Lo sé aún así quise intentarlo, pensé en mi odio razonado para que lo lea y saqué el cuchillo mientras dejaba atrás las bancas principales, corrí perseguido por el torbellino de soldados armados. Él hizo un gesto de placer, confiado de su poder, y cuando estuve a un par de metros levantó su mano para aplastarme como quien va a matar una molestosa mosca de su mesa. No cerré los ojos para ver la muerte de frente y que el acto de valor sea la única victoria para mí en mi último onomástico. Mis piernas me dieron un último impulso, no pude avanzar más porque un soplo de tormenta me lanzó contra el púlpito.
Al recuperarme noté un agujero en la cúpula por donde entraba el radiante sol del mediodía, cayeron pedazos de piedra sobre los titanes que se median con desprecio, antes de intentar asesinar a Dios en mi imposible hazaña de mortal resentido se me anticipó un ser de piel de color azul y seis brazos hercúleos. El singular personaje lanzó, sin esperar más, varios ganchos simultáneos que Dios resistió con gran esfuerzo y mayor sorpresa.
Una de los puñetazos logró su meta y sacudió el hígado de su contendiente, el rostro divino se desfiguró en un gesto partido por el tremendo dolor que tuve la impresión experimentaba por primera vez. Un segundo directo le desencajó la mandíbula.

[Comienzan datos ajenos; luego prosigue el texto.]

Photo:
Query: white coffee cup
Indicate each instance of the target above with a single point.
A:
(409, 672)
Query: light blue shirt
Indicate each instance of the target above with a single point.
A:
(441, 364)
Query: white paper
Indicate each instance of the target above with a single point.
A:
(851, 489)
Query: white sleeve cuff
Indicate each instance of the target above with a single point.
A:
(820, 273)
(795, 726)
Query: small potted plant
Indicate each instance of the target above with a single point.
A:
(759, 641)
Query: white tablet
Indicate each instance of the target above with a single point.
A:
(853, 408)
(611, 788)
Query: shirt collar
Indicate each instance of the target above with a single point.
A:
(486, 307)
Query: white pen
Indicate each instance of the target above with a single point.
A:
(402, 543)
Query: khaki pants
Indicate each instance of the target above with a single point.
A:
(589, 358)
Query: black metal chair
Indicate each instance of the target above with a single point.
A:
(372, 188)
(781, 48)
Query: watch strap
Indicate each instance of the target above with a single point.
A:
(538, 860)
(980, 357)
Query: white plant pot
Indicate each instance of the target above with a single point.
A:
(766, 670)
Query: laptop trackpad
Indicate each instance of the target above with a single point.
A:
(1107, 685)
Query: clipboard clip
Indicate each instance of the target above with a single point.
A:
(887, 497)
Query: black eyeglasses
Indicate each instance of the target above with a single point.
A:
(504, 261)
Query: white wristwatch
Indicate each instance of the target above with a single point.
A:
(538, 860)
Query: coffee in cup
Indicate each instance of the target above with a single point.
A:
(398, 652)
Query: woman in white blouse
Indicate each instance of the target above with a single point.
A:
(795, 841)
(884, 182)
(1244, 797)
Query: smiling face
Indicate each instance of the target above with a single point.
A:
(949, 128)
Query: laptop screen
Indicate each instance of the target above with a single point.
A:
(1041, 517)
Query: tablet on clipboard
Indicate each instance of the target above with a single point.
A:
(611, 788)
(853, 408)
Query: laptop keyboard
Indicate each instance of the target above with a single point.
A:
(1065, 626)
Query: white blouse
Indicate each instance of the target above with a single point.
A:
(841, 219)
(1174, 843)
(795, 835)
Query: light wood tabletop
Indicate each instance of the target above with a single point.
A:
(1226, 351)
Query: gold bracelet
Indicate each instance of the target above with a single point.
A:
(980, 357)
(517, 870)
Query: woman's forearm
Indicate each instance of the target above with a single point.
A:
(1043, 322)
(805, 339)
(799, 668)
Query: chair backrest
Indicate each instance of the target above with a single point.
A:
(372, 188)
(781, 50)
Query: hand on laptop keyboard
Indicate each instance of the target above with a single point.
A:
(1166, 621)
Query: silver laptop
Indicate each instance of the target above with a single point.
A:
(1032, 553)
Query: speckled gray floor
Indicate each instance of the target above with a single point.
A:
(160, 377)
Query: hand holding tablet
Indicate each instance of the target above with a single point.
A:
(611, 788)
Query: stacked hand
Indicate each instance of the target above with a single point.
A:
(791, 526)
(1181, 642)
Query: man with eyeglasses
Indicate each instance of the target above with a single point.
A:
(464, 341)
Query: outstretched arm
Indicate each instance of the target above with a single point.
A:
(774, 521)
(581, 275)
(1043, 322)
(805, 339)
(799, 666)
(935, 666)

—¡Al infierno! —me condenó con su mirada de rabia que abrazó mi mente luego de escupir su sangre primordial que se agitó en el piso de alabastro.
No importaba lo que me deparaba el destino, quizás sea una nueva historia que aún nadie conoce. No pude pensar en nada más honesto que el fuego que se movía en mi corazón y él lo sabía, ambos lo sabían porque ellos estaban más allá de todo entendimiento. Por esta vez tomé partido y elegí un bando. Mi mano que tanteaba el piso de escombros fue bendecida, encontré la espada que abandonó un arcángel destrozado por el recién llegado. De mi boca huyó mi alma perseguida por el grito que ofendería a Elena, a sus ancestros y a mí tía Karina que es una fervorosa testigo de Jehová:
—¡Vamos a sacarle la mierda a este concha de su madre!